The European Commission announced today that Amazon must pay 250 million euros (about $294 million) to Luxembourg because it received illegal tax benefits in the country from 2006 to 2014. The council ruled that there was no “valid justification” for the cuts, which allowed Amazon to pay four times less in taxes than other local companies subject to the same rules.
During the period in question, Amazon shifted its profits to a holding company that wasn’t subject to taxes. This company did no business and didn’t have employees or an office.
Amazon said in a statement that it was considering its legal options, including an appeal.
“We believe that Amazon did not receive any special treatment from Luxembourg and that we paid tax in full accordance with both Luxembourg and international tax law,” the statement read.
In recent years, the company revamped its tax practices so that sales were no longer funneled through Luxembourg.
Amazon may have actually gotten off easy. Reuters calculates the company actually shielded about 900 million euros ($1 billion) worth of European profits from taxes. The Luxembourg tab is also only a fraction of the 13 billion euros ($15 billion) that Amazon must pay to Ireland over unpaid taxes.

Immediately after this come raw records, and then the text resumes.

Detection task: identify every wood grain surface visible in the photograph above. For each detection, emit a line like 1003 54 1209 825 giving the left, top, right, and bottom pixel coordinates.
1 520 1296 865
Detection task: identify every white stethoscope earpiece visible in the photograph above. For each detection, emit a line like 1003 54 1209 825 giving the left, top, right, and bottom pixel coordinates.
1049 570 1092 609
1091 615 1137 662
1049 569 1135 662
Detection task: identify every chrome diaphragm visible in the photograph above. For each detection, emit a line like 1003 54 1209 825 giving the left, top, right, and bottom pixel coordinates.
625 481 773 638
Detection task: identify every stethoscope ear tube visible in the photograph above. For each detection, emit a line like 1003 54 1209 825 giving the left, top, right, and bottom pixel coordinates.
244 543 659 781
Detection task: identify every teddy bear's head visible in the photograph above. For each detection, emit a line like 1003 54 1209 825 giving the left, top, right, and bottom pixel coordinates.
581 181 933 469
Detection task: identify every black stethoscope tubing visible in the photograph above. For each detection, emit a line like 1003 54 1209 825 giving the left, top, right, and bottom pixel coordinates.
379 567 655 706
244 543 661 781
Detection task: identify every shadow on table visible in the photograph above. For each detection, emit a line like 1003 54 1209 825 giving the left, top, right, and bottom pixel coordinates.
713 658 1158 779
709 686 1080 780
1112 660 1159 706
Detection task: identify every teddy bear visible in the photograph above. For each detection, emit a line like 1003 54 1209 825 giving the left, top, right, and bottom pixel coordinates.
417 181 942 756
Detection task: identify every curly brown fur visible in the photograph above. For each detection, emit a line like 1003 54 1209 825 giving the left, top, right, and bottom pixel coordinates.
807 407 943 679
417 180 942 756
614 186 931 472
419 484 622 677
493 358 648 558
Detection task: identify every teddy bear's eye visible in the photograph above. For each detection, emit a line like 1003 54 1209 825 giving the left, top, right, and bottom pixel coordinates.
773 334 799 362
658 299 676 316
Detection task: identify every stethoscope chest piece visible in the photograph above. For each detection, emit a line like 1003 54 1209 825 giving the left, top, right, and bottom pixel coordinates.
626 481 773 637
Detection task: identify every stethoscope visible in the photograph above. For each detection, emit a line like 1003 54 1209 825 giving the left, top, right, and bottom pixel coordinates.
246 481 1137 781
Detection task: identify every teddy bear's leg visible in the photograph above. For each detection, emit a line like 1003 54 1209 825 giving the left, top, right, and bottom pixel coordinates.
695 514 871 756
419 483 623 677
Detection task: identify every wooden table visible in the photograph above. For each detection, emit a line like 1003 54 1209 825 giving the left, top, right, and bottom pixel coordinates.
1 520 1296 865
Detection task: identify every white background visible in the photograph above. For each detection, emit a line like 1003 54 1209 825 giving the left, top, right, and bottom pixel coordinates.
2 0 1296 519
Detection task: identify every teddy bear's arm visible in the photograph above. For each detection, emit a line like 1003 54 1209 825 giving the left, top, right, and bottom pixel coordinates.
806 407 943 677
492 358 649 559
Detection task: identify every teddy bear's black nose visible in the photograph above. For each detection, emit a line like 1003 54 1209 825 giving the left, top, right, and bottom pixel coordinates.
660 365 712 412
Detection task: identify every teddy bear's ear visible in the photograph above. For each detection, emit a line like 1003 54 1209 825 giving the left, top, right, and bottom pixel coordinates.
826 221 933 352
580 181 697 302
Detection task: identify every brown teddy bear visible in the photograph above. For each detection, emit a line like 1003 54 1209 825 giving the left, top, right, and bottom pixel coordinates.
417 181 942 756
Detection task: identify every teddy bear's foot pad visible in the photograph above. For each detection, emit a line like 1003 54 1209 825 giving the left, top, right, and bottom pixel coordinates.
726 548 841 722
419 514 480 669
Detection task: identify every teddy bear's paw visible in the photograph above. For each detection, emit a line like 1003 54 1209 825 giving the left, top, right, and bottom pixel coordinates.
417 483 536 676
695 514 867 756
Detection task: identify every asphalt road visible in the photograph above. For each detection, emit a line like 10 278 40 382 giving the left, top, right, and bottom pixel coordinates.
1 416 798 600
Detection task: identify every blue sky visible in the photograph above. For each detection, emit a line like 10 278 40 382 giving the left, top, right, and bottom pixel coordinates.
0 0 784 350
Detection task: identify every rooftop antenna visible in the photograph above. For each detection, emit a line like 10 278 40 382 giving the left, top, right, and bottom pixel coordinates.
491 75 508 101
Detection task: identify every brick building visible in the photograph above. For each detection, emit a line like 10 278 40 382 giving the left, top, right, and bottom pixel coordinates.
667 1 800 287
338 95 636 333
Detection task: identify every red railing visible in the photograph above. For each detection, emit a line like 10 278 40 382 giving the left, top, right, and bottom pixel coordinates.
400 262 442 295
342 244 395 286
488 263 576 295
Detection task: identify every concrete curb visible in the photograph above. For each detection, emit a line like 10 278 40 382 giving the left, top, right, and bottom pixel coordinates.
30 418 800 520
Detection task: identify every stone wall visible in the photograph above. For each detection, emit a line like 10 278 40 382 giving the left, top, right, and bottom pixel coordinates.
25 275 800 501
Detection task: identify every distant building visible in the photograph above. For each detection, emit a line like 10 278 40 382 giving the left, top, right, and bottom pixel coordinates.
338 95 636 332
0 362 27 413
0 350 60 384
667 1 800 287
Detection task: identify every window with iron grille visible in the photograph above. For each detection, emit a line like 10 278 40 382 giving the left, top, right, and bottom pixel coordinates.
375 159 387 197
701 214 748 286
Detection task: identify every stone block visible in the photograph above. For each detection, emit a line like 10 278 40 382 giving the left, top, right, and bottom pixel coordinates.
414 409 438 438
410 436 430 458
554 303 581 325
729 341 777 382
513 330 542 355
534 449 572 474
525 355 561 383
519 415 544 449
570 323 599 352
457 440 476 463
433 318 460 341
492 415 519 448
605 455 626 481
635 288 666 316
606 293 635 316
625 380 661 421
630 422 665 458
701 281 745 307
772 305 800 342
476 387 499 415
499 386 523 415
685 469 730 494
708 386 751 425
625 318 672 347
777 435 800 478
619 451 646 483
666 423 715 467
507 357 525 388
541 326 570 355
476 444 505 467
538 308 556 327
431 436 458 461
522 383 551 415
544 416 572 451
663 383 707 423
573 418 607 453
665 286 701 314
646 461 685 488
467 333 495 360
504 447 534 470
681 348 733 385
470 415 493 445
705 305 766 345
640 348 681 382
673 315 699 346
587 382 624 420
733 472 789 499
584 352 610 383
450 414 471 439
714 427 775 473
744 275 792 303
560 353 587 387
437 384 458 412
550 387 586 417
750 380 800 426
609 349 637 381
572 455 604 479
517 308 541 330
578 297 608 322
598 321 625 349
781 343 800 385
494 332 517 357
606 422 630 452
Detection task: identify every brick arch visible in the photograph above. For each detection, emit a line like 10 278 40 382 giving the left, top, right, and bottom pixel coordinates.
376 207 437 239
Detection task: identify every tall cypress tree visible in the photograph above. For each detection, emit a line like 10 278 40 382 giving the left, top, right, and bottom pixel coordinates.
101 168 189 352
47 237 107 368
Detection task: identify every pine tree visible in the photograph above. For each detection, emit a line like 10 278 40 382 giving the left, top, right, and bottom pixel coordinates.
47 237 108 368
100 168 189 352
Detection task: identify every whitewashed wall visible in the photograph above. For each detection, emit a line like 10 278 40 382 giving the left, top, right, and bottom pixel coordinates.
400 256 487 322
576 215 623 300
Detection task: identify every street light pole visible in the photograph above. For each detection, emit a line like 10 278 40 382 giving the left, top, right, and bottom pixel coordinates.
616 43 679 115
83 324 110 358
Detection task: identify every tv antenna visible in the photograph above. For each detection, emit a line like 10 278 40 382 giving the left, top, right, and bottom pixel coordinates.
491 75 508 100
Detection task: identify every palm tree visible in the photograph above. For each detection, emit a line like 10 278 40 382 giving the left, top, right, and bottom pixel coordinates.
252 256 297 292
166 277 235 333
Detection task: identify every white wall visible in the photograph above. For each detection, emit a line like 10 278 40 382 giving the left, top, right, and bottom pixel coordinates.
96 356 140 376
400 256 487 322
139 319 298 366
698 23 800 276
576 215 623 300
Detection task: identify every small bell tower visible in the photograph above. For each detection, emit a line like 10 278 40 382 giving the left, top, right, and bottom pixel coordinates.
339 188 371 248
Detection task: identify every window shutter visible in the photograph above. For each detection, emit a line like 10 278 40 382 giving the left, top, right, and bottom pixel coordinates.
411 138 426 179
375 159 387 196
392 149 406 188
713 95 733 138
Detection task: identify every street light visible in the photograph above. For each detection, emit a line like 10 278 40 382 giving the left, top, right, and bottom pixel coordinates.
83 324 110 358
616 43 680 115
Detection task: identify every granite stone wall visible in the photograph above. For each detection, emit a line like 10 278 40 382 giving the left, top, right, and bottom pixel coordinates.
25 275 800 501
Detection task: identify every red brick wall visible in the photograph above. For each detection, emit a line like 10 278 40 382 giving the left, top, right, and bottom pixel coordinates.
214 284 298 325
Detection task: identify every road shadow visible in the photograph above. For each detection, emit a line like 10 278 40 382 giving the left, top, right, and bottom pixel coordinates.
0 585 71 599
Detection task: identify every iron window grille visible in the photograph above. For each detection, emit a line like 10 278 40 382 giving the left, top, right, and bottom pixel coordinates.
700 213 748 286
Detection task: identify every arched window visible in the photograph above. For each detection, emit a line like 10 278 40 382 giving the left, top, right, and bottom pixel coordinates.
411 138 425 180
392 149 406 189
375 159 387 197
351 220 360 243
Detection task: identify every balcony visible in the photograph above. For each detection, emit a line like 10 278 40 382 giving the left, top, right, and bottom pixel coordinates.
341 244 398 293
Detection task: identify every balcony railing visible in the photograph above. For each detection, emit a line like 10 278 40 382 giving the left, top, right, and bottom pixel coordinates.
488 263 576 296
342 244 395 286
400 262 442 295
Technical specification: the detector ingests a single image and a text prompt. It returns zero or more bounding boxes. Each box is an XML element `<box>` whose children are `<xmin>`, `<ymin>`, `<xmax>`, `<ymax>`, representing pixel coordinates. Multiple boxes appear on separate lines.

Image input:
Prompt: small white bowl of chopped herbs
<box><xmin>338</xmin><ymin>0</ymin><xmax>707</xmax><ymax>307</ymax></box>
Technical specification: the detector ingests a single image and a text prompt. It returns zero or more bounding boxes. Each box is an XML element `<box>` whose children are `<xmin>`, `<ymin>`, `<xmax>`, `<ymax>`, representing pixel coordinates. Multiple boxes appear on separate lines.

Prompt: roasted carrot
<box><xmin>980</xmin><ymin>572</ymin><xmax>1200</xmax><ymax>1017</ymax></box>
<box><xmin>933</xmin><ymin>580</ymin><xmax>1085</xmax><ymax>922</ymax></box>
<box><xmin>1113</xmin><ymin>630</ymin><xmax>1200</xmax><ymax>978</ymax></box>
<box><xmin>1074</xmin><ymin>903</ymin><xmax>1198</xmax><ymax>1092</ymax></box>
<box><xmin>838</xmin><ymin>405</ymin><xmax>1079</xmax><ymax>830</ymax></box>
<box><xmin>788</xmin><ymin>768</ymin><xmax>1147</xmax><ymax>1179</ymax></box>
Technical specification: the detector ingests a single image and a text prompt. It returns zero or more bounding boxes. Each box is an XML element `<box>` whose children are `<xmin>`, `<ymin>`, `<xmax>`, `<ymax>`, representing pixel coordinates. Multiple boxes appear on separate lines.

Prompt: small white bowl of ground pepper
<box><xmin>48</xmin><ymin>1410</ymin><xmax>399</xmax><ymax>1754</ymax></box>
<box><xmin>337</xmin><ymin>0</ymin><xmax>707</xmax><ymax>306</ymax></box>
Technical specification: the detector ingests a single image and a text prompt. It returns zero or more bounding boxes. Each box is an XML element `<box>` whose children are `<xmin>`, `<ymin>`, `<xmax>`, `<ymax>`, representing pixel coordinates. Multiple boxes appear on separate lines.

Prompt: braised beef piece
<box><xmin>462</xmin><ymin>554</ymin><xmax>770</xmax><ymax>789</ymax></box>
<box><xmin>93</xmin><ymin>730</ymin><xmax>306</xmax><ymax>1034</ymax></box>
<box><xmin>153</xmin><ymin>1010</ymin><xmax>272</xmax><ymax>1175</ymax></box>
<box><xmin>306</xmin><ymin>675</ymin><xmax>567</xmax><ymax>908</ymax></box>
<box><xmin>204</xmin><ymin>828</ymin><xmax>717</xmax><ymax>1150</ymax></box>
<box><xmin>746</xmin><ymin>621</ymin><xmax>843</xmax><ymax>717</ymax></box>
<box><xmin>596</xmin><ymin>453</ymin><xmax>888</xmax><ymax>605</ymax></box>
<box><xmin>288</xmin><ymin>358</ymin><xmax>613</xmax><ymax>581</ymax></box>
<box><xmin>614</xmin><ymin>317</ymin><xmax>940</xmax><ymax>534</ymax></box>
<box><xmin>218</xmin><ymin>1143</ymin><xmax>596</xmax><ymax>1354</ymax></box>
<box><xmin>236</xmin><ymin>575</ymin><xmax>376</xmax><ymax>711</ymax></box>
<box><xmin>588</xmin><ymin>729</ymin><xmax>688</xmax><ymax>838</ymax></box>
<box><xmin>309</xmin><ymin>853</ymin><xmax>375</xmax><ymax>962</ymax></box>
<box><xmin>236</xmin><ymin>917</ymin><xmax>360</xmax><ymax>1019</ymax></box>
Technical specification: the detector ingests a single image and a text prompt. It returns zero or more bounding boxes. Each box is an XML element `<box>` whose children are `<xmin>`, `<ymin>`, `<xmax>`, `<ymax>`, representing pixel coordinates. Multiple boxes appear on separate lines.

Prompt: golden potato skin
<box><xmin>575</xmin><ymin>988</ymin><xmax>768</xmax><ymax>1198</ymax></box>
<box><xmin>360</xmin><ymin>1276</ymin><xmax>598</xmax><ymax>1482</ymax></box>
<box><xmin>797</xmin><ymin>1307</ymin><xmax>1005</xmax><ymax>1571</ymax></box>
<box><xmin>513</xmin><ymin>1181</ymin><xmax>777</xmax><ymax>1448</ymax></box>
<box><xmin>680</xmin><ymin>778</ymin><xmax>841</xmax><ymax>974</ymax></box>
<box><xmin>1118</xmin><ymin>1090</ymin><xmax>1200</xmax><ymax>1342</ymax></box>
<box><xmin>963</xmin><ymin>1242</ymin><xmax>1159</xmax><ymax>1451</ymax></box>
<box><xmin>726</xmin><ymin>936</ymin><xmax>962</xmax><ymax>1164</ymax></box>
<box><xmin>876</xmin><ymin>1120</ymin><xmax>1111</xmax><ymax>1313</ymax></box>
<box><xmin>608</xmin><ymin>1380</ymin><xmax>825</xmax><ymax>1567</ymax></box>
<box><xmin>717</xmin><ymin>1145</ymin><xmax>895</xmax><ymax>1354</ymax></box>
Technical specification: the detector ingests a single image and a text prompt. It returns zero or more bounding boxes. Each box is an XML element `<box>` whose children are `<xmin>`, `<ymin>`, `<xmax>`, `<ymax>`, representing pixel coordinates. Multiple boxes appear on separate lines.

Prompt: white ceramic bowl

The European Commission referred Ireland to the European Court of Justice today over its failure to collect that debt.
The main reason for the low tax figure announced today is most likely jobs. Amazon employs 1,500 people in Luxembourg, which only has 500,000 citizens in total. The company’s European workforce numbers about 50,000 people.
As such, Luxembourg was on the defensive today. The country’s finance ministry said in a statement that “Amazon has been taxed in accordance with the tax rules applicable at the relevant time.”
Even if Amazon was forced to pay the tax, it wouldn’t put a big strain on finances—the company reported profits of $35.7 billion in the first quarter of 2017 alone.
Today’s news also had little effect on Amazon’s stock price—shares were actually up almost one percent in morning trading.
Amazon is currently seeking locations for its second headquarters in the United States. It remains to be seen whether the newly unearthed tax troubles will discourage cities from applying.